On the walls were prints of Burne-Jones, Constable and Gustave Moreau.

The room was full of the three things I love most—flowers, rugs and precious stones. Flowers invaded every corner, and it was quite five minutes before I got used to their overpowering scent. Then the soothing fragrance possessed me, and I was almost able to distinguish between them. Roses and lilies, of course, predominated, though merely as a glorious framework in which the riches of the Tcherna and the Caucasus were exhibited in bewildering profusion. Against the walls were massed the mullein of Mongolia, with their great spikes of flowers nearly a yard long. The musky pink centaury swarmed on every table. Purple passion-flowers, the spring marvel of Aral's desolate shores, tuberoses from Erivan, crimson scabious, monster carnations of every hue, linaria and love-lies-bleeding, balsam and nigella, primroses of Kasbeck, huge red moonflowers from the defiles of Daried, the everlasting-flower of Colchis, once the refuge of the mythical green bird—all these flowers, known or unknown among us, turned that cool room into the haunt of eternal spring.

The sweet-smelling irises, of a deep violet hue approaching black, almost held me spellbound. The Grand Duchess noticed this and smiled.

"Those are what I love best. They are brothers to those I used to gather in my childhood by the banks of the Volga."

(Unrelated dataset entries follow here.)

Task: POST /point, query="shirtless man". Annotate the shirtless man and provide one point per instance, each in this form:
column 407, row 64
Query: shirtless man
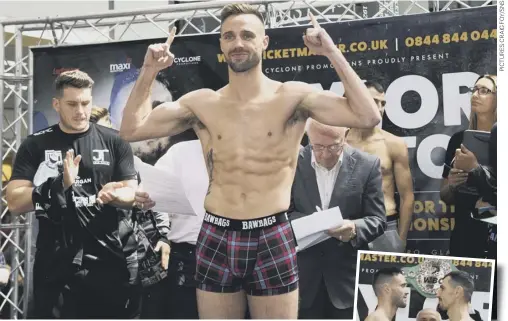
column 392, row 151
column 390, row 287
column 455, row 294
column 250, row 131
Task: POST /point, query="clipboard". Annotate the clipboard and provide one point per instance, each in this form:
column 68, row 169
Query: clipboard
column 477, row 141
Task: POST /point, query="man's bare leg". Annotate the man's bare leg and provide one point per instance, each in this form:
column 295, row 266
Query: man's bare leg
column 282, row 306
column 212, row 305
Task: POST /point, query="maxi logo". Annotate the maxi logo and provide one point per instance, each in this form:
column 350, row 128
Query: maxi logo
column 99, row 157
column 119, row 67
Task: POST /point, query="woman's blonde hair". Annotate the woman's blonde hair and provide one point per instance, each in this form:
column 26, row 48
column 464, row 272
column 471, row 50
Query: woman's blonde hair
column 473, row 119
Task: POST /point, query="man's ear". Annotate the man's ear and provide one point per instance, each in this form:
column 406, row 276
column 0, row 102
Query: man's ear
column 56, row 104
column 266, row 41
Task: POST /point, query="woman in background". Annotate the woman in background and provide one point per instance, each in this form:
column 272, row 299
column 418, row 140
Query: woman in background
column 469, row 237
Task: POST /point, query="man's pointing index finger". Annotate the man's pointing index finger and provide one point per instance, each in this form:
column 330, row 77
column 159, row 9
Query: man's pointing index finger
column 171, row 37
column 313, row 20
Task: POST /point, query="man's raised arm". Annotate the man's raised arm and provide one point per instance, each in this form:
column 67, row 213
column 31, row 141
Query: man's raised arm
column 139, row 122
column 359, row 109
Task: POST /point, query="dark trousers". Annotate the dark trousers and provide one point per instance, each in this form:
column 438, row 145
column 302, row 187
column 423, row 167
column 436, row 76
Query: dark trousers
column 323, row 308
column 92, row 291
column 175, row 296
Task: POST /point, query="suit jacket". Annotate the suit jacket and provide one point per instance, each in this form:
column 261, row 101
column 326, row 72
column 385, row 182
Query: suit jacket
column 359, row 194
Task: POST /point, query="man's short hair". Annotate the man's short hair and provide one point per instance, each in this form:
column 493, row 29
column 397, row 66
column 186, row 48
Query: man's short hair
column 74, row 78
column 334, row 132
column 374, row 84
column 98, row 113
column 384, row 276
column 464, row 280
column 236, row 9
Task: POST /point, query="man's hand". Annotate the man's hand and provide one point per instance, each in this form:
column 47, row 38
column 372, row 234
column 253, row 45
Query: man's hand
column 71, row 168
column 158, row 55
column 317, row 39
column 457, row 177
column 345, row 232
column 465, row 159
column 143, row 200
column 164, row 248
column 108, row 193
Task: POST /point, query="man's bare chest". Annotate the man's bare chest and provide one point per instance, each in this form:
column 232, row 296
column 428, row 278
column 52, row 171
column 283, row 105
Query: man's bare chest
column 267, row 118
column 379, row 148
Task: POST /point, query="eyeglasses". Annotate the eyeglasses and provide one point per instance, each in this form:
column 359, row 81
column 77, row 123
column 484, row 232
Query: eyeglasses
column 383, row 102
column 482, row 91
column 331, row 148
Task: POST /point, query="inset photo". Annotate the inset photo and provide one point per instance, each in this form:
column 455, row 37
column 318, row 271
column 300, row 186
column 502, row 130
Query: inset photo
column 414, row 287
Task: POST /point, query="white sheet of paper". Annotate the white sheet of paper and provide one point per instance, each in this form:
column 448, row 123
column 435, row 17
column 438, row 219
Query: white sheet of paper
column 165, row 188
column 310, row 230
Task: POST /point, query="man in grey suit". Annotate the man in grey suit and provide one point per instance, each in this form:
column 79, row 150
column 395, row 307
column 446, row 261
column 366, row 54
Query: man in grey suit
column 329, row 174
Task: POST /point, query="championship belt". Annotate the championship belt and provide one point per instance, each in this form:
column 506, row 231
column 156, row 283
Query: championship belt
column 426, row 277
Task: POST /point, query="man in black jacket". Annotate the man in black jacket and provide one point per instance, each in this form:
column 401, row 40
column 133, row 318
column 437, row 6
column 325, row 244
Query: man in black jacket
column 86, row 260
column 330, row 174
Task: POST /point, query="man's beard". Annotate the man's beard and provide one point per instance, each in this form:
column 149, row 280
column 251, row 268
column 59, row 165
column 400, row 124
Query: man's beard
column 244, row 66
column 151, row 150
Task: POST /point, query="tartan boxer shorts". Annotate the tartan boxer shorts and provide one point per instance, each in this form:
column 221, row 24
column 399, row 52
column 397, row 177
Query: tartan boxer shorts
column 259, row 258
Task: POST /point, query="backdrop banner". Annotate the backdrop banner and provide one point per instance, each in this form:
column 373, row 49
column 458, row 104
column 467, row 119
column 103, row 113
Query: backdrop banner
column 423, row 276
column 425, row 63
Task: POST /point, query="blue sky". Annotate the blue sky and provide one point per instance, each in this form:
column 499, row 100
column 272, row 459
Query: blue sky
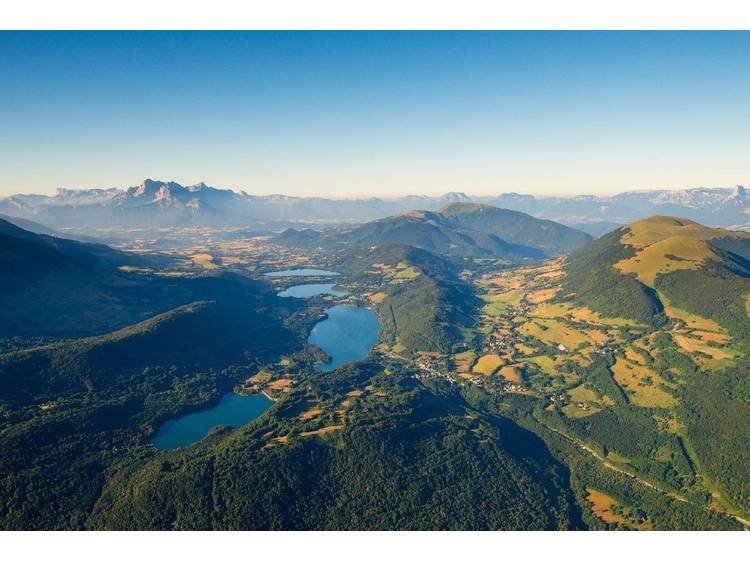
column 375, row 114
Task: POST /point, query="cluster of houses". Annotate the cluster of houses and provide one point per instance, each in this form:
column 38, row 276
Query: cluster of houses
column 428, row 371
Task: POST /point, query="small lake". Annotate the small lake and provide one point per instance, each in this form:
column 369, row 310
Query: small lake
column 234, row 410
column 311, row 290
column 302, row 273
column 348, row 334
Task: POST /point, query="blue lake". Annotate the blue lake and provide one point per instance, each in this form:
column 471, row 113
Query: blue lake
column 302, row 273
column 311, row 290
column 348, row 334
column 234, row 410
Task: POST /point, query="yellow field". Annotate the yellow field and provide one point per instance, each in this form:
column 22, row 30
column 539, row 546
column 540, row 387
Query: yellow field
column 525, row 349
column 631, row 378
column 554, row 332
column 510, row 373
column 488, row 364
column 311, row 413
column 601, row 506
column 582, row 394
column 653, row 260
column 281, row 384
column 633, row 356
column 464, row 361
column 654, row 229
column 692, row 345
column 541, row 296
column 547, row 364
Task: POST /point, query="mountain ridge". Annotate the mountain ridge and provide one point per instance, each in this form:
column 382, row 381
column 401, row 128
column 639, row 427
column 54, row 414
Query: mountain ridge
column 156, row 203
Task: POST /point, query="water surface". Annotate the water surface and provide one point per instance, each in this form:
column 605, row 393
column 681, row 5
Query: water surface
column 302, row 273
column 348, row 334
column 234, row 410
column 311, row 290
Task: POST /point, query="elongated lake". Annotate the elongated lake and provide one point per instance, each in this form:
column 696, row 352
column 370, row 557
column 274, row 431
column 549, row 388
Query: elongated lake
column 302, row 273
column 234, row 410
column 311, row 290
column 348, row 334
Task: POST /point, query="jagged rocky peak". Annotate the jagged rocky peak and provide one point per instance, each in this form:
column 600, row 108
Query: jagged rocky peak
column 153, row 188
column 739, row 191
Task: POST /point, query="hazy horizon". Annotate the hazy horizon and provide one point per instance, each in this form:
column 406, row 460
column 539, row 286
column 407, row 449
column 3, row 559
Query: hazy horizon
column 496, row 193
column 351, row 114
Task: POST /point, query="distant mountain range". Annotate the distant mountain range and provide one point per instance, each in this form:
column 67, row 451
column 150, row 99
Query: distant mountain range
column 457, row 229
column 165, row 204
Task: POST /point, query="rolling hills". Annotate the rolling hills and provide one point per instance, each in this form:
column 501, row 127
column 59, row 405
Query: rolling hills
column 156, row 204
column 458, row 229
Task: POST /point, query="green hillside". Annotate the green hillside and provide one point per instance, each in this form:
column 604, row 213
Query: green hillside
column 459, row 229
column 404, row 457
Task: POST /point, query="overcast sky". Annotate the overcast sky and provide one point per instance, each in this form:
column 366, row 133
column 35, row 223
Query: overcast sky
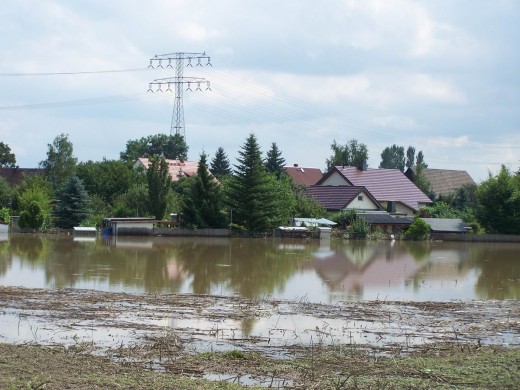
column 442, row 76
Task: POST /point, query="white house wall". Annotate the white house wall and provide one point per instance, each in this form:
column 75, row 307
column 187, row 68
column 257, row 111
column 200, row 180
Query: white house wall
column 335, row 179
column 401, row 208
column 365, row 204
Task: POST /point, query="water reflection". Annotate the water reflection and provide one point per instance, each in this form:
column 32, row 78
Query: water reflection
column 319, row 271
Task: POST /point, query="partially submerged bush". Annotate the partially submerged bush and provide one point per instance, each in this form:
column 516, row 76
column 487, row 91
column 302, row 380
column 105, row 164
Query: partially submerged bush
column 418, row 230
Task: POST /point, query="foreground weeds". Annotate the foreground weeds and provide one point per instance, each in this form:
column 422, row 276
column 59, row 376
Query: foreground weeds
column 446, row 367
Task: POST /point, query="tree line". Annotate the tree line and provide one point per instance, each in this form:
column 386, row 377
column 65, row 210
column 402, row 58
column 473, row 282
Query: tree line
column 254, row 195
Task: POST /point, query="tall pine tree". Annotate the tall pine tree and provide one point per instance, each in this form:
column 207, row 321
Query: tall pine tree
column 250, row 194
column 274, row 162
column 203, row 204
column 159, row 186
column 220, row 166
column 72, row 206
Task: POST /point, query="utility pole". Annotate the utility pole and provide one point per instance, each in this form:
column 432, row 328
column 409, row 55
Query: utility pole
column 179, row 82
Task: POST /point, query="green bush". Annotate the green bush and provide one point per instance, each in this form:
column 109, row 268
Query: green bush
column 360, row 228
column 32, row 217
column 418, row 230
column 4, row 215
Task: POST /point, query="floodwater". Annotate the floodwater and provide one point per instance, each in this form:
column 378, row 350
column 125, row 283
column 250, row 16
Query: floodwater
column 326, row 271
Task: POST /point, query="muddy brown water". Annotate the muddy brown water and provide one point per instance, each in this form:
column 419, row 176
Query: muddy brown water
column 310, row 270
column 135, row 296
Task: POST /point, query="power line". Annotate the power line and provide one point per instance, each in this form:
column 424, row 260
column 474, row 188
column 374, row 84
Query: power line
column 72, row 73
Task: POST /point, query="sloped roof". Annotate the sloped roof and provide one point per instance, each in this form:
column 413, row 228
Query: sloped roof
column 386, row 185
column 447, row 225
column 176, row 168
column 304, row 176
column 385, row 219
column 15, row 176
column 337, row 197
column 444, row 181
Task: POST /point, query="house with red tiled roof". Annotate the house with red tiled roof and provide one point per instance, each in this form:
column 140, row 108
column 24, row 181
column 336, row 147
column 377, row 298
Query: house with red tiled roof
column 177, row 168
column 443, row 181
column 15, row 176
column 344, row 197
column 304, row 176
column 390, row 187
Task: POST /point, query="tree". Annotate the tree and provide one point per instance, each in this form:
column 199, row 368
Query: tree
column 410, row 157
column 60, row 164
column 498, row 207
column 420, row 163
column 274, row 162
column 352, row 153
column 32, row 217
column 108, row 178
column 418, row 230
column 159, row 186
column 250, row 194
column 220, row 166
column 72, row 205
column 7, row 159
column 393, row 158
column 6, row 193
column 168, row 146
column 203, row 205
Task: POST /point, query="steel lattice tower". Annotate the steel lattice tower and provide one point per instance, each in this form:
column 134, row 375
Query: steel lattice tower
column 179, row 82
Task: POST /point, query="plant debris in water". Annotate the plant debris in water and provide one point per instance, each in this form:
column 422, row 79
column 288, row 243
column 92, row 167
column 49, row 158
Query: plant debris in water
column 180, row 341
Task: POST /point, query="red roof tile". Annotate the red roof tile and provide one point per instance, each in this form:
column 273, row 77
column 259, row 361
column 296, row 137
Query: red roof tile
column 304, row 176
column 335, row 198
column 386, row 185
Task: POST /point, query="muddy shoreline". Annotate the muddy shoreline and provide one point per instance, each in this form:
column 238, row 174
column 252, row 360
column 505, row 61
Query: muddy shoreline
column 201, row 341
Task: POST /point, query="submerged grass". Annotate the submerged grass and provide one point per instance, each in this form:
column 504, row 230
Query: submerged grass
column 450, row 367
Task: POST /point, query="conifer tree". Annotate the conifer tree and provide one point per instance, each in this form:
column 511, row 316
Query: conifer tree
column 250, row 194
column 275, row 162
column 72, row 207
column 159, row 186
column 203, row 204
column 220, row 166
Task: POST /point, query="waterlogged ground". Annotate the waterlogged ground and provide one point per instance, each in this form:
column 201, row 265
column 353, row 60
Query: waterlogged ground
column 168, row 333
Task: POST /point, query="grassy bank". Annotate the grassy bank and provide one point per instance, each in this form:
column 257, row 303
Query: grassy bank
column 446, row 366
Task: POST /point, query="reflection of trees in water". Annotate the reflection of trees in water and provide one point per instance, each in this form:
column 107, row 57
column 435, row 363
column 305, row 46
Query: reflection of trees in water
column 28, row 248
column 67, row 262
column 250, row 267
column 499, row 270
column 6, row 259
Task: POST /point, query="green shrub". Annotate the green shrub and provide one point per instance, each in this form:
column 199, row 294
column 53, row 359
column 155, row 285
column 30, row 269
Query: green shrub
column 418, row 230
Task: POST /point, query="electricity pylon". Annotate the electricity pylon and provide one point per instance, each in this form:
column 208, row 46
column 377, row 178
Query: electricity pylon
column 179, row 82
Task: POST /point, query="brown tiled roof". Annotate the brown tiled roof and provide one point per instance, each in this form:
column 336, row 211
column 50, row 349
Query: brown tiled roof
column 14, row 176
column 304, row 176
column 336, row 198
column 444, row 181
column 386, row 185
column 177, row 168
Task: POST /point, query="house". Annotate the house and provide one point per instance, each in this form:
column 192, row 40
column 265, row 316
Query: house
column 443, row 181
column 177, row 168
column 390, row 187
column 304, row 176
column 343, row 197
column 15, row 176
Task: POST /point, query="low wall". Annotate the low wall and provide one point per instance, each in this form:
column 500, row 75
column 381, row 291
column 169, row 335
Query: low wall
column 192, row 233
column 476, row 237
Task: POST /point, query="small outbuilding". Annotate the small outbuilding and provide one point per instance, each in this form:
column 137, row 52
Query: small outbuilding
column 128, row 226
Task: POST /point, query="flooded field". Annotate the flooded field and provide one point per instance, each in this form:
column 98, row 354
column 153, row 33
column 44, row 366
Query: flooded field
column 163, row 303
column 314, row 271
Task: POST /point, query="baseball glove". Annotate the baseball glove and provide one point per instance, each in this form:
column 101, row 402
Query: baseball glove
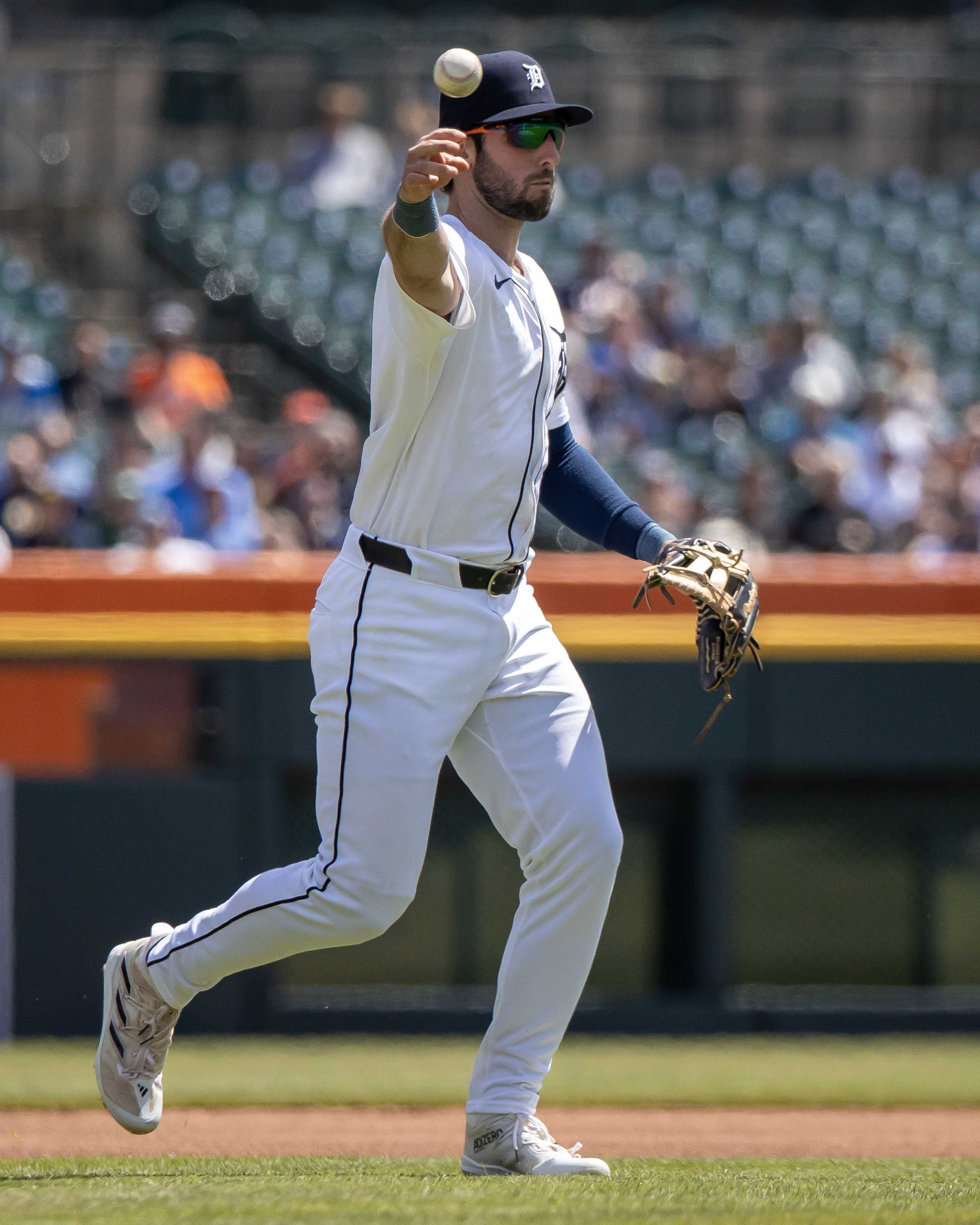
column 727, row 597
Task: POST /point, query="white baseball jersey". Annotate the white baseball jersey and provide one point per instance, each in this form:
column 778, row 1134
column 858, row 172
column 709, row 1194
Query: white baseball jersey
column 413, row 668
column 461, row 409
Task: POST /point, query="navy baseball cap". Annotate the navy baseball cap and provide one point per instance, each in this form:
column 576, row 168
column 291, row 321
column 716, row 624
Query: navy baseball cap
column 514, row 87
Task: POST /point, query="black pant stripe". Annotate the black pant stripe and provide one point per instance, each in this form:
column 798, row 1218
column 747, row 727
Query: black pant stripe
column 314, row 888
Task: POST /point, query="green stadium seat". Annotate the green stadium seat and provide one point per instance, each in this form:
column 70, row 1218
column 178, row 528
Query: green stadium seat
column 785, row 209
column 930, row 308
column 892, row 285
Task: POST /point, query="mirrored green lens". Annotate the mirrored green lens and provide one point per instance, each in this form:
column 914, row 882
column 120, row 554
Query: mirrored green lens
column 532, row 136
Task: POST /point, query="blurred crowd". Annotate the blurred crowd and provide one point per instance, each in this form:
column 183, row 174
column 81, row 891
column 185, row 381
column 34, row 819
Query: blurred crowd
column 781, row 442
column 150, row 450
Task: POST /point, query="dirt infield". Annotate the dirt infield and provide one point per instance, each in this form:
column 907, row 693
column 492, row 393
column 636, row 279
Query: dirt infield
column 343, row 1131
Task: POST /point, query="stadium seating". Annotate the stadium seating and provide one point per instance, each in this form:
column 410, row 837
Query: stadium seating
column 881, row 258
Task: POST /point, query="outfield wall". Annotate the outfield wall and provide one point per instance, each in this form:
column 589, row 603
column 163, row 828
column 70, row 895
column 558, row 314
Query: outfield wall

She sat down on the great, low bed, with its two polar-bear skins for a cover, and took off the net which confined her hair. Her tawny mane fell out over the white rugs. At her feet Melusine, stretched on a tiger-skin, with her arm on the great beast's head, toyed with a kind of guzla from which she drew wavering, plaintive sounds.

The Grand Duchess took off her jewels, one by one, and put them on little side-tables about the bed. On a chest, with a top of green onyx and painted like a Persian cabinet, I noticed the barbaric tiara she had worn at the fête of the 7th Hussars. By it was another, even heavier one, in sapphires.

The floor was strewn with rugs on which little red and green roses from Armenia swarmed like scarabs and ladybirds. A long necklace of amber and turquoise, strung chaplet-wise, hung from the head of the bed, and above it was a dark little niche where a burning lamp showed up a blue and gold ikon.

Two large silver bowls, gloriously chased, stood near the Grand Duchess. One was full of petals, the other of uncut jewels. In this she plunged her hand, and as fine sand slips through the fingers, she let fall a smooth bright rain of pearls and corundum, chalcedonies and beryls, sardonyx and peridots.

O Margravine of Lautenburg, as you reclined there before me, you were once more the Tartar princess, the fay of the East, the peri of the Volga's mystic waters.